Il 15 agosto, subito dopo la Santa Messa per la celebrazione della festa dell’Assunzione, un altro sacerdote è stato rapito a Baghdad. La macchina su cui viaggiava Padre Saad Sirop Hanna, sacerdote della chiesa cattolica caldea di Saint Jacob, nel quartiere meridionale di Dora, è stata fermata da uomini armati a volto scoperto che hanno preso il sacerdote non sequestrando né la macchina né l’altro suo occupante. Da quel momento, malgrado le ricerche subito avviate nel quartiere, e malgrado il ritrovamento dell’auto con la quale è stato rapito, non ci sono sue notizie, mentre il suo cellulare continua a risuonare a vuoto.
Il rapimento di Padre Saad Sirop non è solo l’ennesima tragedia che ha colpito l’Iraq e la comunità cristiana, ma rappresenta anche un segnale di estremo pericolo per questa comunità minoritaria ed avviata, in queste condizioni, alla sparizione. Non è passato neanche un mese da quando, il 17 luglio, un altro sacerdote di Baghdad è stato rapito e rilasciato dopo un giorno, successivamente ad una richiesta di riscatto, peraltro non pagato.
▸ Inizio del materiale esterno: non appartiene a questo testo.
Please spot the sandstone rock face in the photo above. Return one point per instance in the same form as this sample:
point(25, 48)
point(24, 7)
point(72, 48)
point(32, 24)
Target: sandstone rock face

Quel sacerdote ora sta bene ed è all’estero per motivi di sicurezza, ma questo ennesimo rapimento fa pensare che i due episodi possano essere in qualche modo collegati, e puntino ad innalzare la tensione in una comunità già terrorizzata, che vede nelle violenze subite dai suoi sacerdoti svanire ogni speranza di sopravvivenza. Rapimenti, uccisioni, incidenti, attacchi alle chiese – la chiesa di Padre Saad, Saint Jacob, fu danneggiata da un’esplosione negli attacchi coordinati del 16 ottobre 2004 – stanno portando i cristiani iracheni verso la sofferta scelta dell’abbandono della loro terra. Una scelta non facile da fare, ma neanche da realizzare. Chi ha potuto è fuggito da Baghdad verso l’estero o verso il nord del paese dove la situazione è per ora più tranquilla, ma sono molti coloro che non possono permettersi di farlo e che giornalmente affrontano pericoli che a noi riesce persino difficile immaginare. Che speranze hanno i cristiani iracheni? Nessuna, come fa notare Fayrouz, una blogger irachena che vive in America e che informa, riprendendo la notizia dal sito www.ankawa.com, che anche chi è riuscito a fuggire non vive una vita tranquilla. Il corrispondente del sito dalla Germania scrive infatti che secondo la decisione di una corte tedesca tutti i cristiani iracheni che hanno richiesto lo status di rifugiati saranno deportati sulla base del fatto che essi possono trasferirsi nel nord dell’Iraq dove i rapporti con la comunità curda sono migliori di quelli con quella musulmana nel resto del paese.
In questa situazione l’unica cosa che ci si può augurare è che il sacerdote rapito possa essere presto rilasciato, ed in questo senso è l’appello di Monsignor Luis Sako, Vescovo caldeo di Kirkuk, che ha accompagnato la richiesta di liberazione con una citazione del Sacro Corano:”… troverai che i più prossimi all’amore per i credenti sono coloro che dicono: in verità siamo Nazareni. Perché tra loro ci sono uomini dediti allo studio e monaci che non hanno alcuna superbia. (Sura Al Ma’ida,versetto 82) Perché questo è Padre Saad Sirop, un sacerdote che ha dedicato la maggior
parte della sua vita allo studio tanto da diventare, a soli 34 anni, responsabile della sezione teologica del Babel College, l’unica facoltà teologica cristiana in Iraq, ma che umilmente rimane vicino a tutti coloro che soffrono.